Among the possible paths going forward is a model similar to South Korea, where a moratorium on domestic enrichment was combined with the creation of a bilateral commission to assess whether in-house fissile material production was strategically and economically viable in the future. In South Korea’s case, enrichment seems cost-effective because the country operates over 25 reactors, making the economics of domestic fuel cycle development a key consideration. While the specifics of the Saudi 123 agreement remain unclear, the fact that Washington is considering allowing both Saudi Arabia and South Korea to develop domestic enrichment and reprocessing capabilities despite having threatened to develop nuclear weapons in the past signals growing U.S. tolerance for “friendly proliferation,” a concept with evident risks since today’s partner could become tomorrow’s adversary, as seen with Iran.
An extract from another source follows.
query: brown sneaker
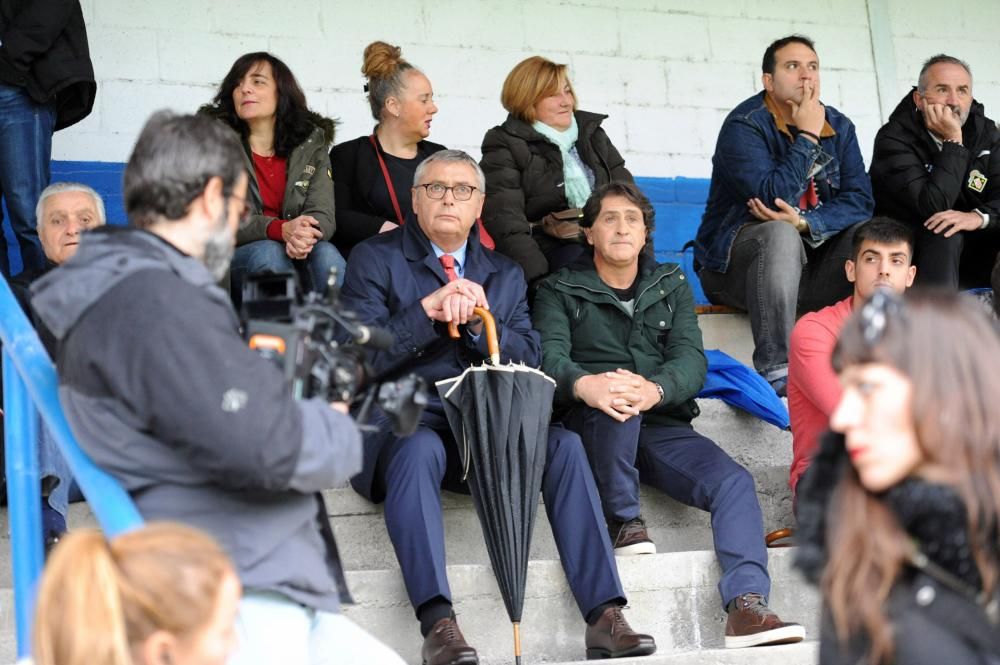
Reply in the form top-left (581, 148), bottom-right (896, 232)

Proponents argue that selectively backing allies’ sensitive fuel-cycle capabilities can be strategically managed and even serve U.S. interests, yet such reasoning normalizes weapons-adjacent development and reinforces the belief that alignment with a major power can shield aspirants from the full consequences of crossing the nuclear threshold.
Beyond strategic hedging, Riyadh views nuclear energy as a way to diversify its power mix and meet the rising electricity demands of Vision 2030 projects, which require stable energy that intermittent renewables cannot as reliably provide.
A Potential Path Forward
Iran’s experience with nuclear latency offers a central lesson that what once functioned as protection and bargaining power can turn into strategic exposure. For years, Tehran leveraged its threshold status to extract concessions and signal deterrent potential. Yet after October 7, 2023, Israel appeared even less willing to tolerate a regional adversary hovering near nuclear capability. Iran’s reliance on latency misfired as technical progress alone cannot shield a state from attack or guarantee diplomatic gains. Going forward, states considering nuclear paths will weigh how their programs might be perceived, and whether geopolitical conditions favor or undermine a hedging approach, in which case swift weaponization might end up being the safer bet.
For Riyadh, Iran’s trajectory provides both warning and incentive. Although Iranian advances prompted Saudi officials to signal interest in comparable capabilities, the kingdom’s nuclear calculus extends beyond Tehran’s enrichment levels. Even if Iran were constrained, Riyadh appears intent on mastering the fuel cycle with Washington’s help despite China’s readiness to engage. The objective seems less about rapid weaponization and more about preserving long-term options by anchoring technical autonomy while remaining formally within NPT commitments. In a region shaped by deep-seated mistrust, Israel’s undeclared arsenal outside the treaty, earlier proliferation efforts in Iraq, Libya, Syria, and Iran, and recurrent strikes on nuclear infrastructure, aspirations for sensitive capabilities are unlikely to dissipate regardless of how the U.S. and Israeli war on Iran ends and whether Tehran ultimately builds a nuclear weapon.